I cried for the rest of the rehearsal and all the way home. I had met people who didn’t believe in God, but to know that He is there… and to believe that He hates you? That sounded much more painful than anything she could have done to her shoulder. She apologized to me the next day and said that she had felt bad the entire time she had been in the Emergency Room, and I realized that perhaps the Lord was simply giving me a potential missionary experience. I felt prompted to give her a copy of my book. Strangely, for the last few weeks I’ve been carrying a copy of Watching Cookies in the Oven in my backpack. I asked her to read it and give me feedback after our performance on Saturday. We’ll see what happens.

At the same time, I realized that at least a few of the other cast members simply lived different lives. One of them got a call from his bishop asking if he was still planning to bless his newborn at Church… and I realized that I had passed judgment on some of them based on only a few things in their lives – their language and their conversation topics. Since some of them swore and chose somewhat crude topics, I assumed that they couldn’t be active members of the Church. That they could be has made me re-evaluate how I look at the people around me.

I’ll admit that I’m probably over zealous when it comes to the Church. I feel left out when I’m not involved in the planning, publicity, or at least the preparation of every major activity that comes around, and I attend two different wards and hold callings in both of them (close to 10 hours of meetings each Sunday). I volunteer close to 30 hours each week at the Provo Missionary Training Center. I’m not willing to use any type of overly passionate language – whether it’s a “real” swear or not, I actually read the Sunday school and Priesthood lessons before Church, and my idea of a great date is to do something simple, then have a long gospel conversation.

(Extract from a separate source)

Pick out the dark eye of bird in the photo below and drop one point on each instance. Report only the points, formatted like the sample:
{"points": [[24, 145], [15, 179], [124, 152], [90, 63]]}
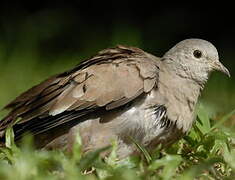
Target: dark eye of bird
{"points": [[197, 54]]}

For some reason I thought that people were either as passionate as I was… or lacked passion for the gospel entirely. And while true commitment is black and white, there are so many people in the world who are struggling – people who want the blessings of keeping the commandments of God, but who, for one reason or another, can’t seem to break bad habits. They struggle with swearing, or road rage, or keeping the Word of Wisdom… but, deep down inside, they know the truth and just need some help remembering.

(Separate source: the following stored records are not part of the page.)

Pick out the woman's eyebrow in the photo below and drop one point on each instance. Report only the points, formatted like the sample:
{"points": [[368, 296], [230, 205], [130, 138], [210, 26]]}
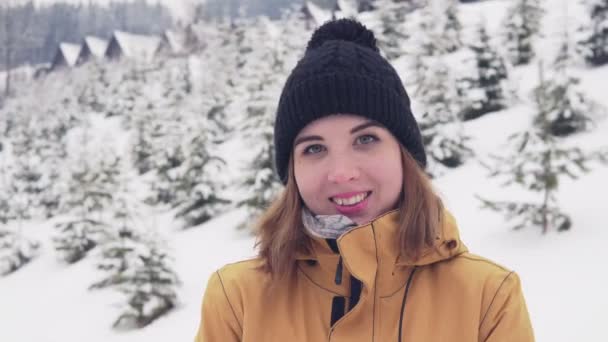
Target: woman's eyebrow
{"points": [[305, 139], [364, 126]]}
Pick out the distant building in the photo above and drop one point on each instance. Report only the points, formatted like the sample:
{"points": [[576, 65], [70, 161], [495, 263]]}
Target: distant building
{"points": [[315, 15], [92, 47], [132, 46], [66, 56]]}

In reality, all of us struggle as we travel the pathway of righteousness. Only Christ lived a perfect life, which means that each of us has turned away from the path, even when we knew what was right. But we can each also press forward, leaving behind our trials, our temptations, and our sins. We can become better each passing day.

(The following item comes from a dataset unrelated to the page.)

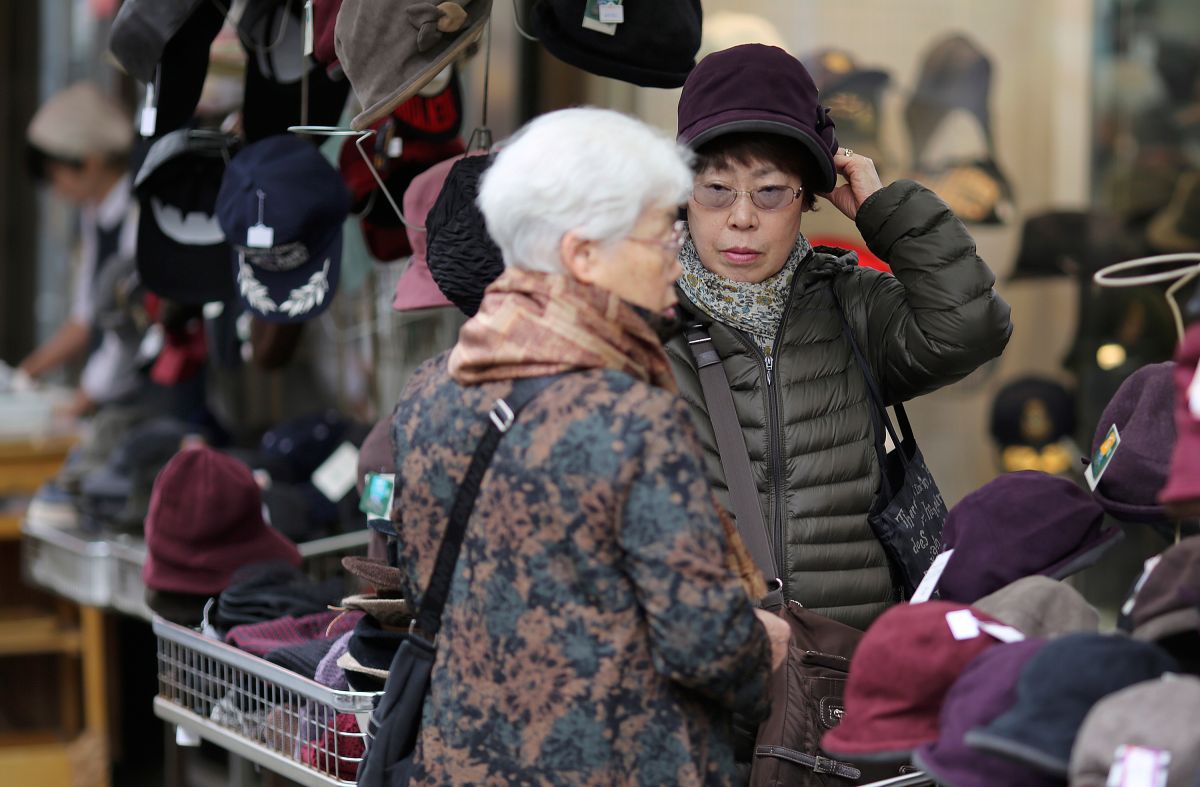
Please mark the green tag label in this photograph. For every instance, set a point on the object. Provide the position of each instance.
(1103, 456)
(377, 494)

I don’t know what I will do at the Pirates of Penzance to be a better missionary, but I know that, if I am willing to follow the guidance of the Spirit, He will help me to become a better person and to influence the people around me. My challenge for you this week: first, identify and work on one of your own personal weaknesses. What is something that you do that would cause an outsider to doubt your faith? Second, lay aside the flaws you see in someone close to you, and try to see him or her as a struggling child of God who needs your help. I promise that as you strive to bless the lives of others, the Lord will tell you what to say and do to help them come unto Christ.